Runeterra evreninde geçen League of Legends oyunundan esinlenen Arcane dizisi ikinci sezonu ile final yaptı. 2021 senesinde yayınlanan ve büyük yankı uyandıran birinci sezon, Game Awards‘da En İyi Uyarlama ve Emmy Ödülleri’nde En İyi Animasyon ödülünü kazandı. Çok daha özenli çalışıldığı her halinden belli olan final sezonu izleyen herkesi ağzı açık bir şekilde ekran başına kilitledi. Yalnızca evrenin meraklılarının değil, izleyen herkesin çok beğendiği diziyi sizler için inceleyeceğim. Göz dolduran animasyon kalitesi ve hikaye örgüsüyle bu yapım övgüyü sonuna kadar hak ediyor.
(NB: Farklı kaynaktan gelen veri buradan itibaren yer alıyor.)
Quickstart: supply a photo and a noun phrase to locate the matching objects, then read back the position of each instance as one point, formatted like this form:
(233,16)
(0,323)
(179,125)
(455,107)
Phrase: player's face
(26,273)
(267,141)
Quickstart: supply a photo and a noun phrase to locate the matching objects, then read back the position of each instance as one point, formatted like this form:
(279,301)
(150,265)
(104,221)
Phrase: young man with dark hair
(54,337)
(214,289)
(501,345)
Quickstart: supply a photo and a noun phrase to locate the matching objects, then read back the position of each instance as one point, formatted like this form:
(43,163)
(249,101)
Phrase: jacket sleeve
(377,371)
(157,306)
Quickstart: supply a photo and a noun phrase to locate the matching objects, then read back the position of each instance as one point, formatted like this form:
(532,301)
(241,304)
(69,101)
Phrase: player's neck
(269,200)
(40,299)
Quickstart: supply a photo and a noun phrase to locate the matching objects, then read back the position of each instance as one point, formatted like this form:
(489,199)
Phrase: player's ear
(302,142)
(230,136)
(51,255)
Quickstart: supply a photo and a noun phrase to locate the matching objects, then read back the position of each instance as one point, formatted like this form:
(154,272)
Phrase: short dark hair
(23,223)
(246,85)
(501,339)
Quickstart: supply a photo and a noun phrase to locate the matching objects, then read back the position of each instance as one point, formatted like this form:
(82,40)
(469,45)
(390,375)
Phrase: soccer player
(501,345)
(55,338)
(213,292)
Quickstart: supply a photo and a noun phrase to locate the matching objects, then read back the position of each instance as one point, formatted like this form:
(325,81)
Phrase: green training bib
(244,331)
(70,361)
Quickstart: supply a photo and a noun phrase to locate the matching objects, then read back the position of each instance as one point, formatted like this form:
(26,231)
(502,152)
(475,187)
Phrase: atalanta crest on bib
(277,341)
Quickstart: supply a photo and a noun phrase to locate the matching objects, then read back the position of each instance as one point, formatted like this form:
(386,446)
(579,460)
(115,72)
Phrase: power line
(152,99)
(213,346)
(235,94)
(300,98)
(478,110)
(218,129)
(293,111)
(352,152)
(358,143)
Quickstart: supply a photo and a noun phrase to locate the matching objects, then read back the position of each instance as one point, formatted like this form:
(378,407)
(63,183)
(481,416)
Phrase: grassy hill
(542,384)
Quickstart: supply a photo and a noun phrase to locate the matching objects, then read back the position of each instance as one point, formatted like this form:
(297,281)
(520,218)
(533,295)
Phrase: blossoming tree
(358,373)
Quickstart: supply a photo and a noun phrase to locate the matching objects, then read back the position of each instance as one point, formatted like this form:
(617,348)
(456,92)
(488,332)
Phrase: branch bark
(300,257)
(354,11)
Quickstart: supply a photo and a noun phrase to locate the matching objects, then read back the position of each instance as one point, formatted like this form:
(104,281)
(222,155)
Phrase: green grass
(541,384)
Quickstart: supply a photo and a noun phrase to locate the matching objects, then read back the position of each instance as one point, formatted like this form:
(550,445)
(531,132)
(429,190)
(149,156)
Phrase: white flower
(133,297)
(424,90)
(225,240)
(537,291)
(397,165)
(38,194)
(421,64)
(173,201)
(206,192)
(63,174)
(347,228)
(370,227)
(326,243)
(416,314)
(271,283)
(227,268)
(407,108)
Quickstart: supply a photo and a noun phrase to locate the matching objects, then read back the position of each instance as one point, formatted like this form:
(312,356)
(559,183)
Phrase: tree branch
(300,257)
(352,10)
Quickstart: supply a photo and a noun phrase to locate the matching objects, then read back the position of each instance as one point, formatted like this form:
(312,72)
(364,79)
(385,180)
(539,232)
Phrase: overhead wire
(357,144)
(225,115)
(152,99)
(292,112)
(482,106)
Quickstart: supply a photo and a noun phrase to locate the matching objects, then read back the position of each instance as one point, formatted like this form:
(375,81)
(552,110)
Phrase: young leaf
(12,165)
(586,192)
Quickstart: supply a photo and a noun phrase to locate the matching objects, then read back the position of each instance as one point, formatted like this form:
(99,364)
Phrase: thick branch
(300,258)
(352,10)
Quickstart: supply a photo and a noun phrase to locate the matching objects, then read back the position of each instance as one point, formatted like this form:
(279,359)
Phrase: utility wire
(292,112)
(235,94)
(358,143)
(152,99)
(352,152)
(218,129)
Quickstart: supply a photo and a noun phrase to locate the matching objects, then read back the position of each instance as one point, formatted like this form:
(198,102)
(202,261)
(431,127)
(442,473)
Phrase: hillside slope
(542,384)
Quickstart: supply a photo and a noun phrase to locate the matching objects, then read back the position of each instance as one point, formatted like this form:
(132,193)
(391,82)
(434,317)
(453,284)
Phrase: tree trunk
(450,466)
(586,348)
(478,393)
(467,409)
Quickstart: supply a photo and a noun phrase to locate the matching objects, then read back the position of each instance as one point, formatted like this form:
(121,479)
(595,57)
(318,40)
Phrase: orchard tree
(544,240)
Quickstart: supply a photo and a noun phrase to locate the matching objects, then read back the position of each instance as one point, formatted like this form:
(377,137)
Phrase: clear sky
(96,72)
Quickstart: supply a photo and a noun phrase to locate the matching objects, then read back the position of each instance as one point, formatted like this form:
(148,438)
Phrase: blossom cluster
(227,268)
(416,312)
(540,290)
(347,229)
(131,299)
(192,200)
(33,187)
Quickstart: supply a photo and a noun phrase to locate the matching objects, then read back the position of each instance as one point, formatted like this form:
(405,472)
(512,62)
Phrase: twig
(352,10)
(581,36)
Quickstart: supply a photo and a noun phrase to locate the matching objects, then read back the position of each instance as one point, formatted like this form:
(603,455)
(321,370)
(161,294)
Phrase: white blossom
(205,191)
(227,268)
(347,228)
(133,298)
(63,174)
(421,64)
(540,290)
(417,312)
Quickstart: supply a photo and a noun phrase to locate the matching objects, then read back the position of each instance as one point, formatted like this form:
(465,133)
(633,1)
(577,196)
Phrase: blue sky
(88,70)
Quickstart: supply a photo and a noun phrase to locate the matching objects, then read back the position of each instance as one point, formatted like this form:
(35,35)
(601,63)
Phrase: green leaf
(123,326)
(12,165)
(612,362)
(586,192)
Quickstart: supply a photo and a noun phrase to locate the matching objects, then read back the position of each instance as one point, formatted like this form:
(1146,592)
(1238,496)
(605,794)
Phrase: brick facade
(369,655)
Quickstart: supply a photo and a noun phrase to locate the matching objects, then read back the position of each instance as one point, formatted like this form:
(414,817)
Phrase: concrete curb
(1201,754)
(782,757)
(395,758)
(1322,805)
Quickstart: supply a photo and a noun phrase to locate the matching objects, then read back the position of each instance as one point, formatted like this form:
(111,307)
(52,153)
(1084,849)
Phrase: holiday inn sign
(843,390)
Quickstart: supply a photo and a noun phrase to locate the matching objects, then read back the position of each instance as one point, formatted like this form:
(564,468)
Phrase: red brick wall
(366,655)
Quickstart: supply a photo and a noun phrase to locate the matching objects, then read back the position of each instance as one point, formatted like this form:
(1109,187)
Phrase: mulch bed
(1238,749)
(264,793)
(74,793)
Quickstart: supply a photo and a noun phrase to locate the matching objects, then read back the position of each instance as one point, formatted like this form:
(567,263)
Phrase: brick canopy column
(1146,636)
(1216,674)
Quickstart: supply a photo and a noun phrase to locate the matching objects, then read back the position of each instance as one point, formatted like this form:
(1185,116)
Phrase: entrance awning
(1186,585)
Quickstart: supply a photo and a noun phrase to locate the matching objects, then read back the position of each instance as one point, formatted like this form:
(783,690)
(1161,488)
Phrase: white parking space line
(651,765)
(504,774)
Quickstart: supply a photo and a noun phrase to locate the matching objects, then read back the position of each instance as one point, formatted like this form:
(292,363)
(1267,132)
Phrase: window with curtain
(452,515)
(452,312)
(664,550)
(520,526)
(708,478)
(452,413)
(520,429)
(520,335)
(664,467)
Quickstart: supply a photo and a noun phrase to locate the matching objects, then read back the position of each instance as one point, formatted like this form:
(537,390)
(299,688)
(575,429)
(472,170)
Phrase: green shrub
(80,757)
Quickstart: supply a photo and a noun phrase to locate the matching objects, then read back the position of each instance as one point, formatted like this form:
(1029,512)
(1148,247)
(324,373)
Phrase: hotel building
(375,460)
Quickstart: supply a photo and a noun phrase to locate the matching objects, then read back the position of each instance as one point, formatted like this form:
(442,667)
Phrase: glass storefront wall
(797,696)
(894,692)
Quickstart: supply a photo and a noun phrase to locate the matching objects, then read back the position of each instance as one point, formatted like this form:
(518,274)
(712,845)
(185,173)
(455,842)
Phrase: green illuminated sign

Bunlara ek olarak evren ile bağlantısı ve oyunculara göz kırptıkları anlardan da bahsedeceğim. Keyifli okumalar.
Devrim Niteliğinde
Arcane görsel açıdan animasyon dünyasına çağ atlatacak. Spider-Man: Into the Spider-Verse‘den bu yana, bu denli iddialı bir yapım izlemedim. Tarzıyla kendisinden sonraki eserlere ilham kaynağı olacağına hiç şüphe yok. Fortiche Production; değil ilk sezondan bu yana, bu sezon içerisinde bile adım adım kaliteyi bir üst seviyeye taşımış. İlk üç bölüm daha iyisi olamaz derken, ikinci hafta izleyicisini şaşırtmayı başarıyor. Final bölümleri dahil tüm sezonda Arcane, yanılmaktan hiç korkmayan bir dizi olduğunu kanıtlıyor. Denedikleri her yenilikte başarılı olup, verdikleri tüm kararlar ile izleyiciyi her on dakikada bir şaşırtıyorlar.
Arcane, 2D ve 3D animasyon tekniklerinin harmanlandığı bir görsel şölen. Karakterlerin hareketleri, evrendeki oturaklılık, gözlerinden okunan duygular bambaşka bir seviyede. Bu denli özgün tasarımlar ile bu kadar gerçekçi bir animasyon yapabilmek gerçekten büyük bir başarı. Her sahne başlı başına bir sanat eseri. Kare kare incelendiğinde Arcane haftalarca gezip sıkılmayacağınız bir sergi gibi. Arcane‘in sözlükteki karşılığı “Estetik” olmalıdır. İlk sezonun görselliğini öven bir kitap yazabilir, kitabınızı “İkinci sezon çok daha iyi gözüküyordu.” diyerek bitirebilirsiniz.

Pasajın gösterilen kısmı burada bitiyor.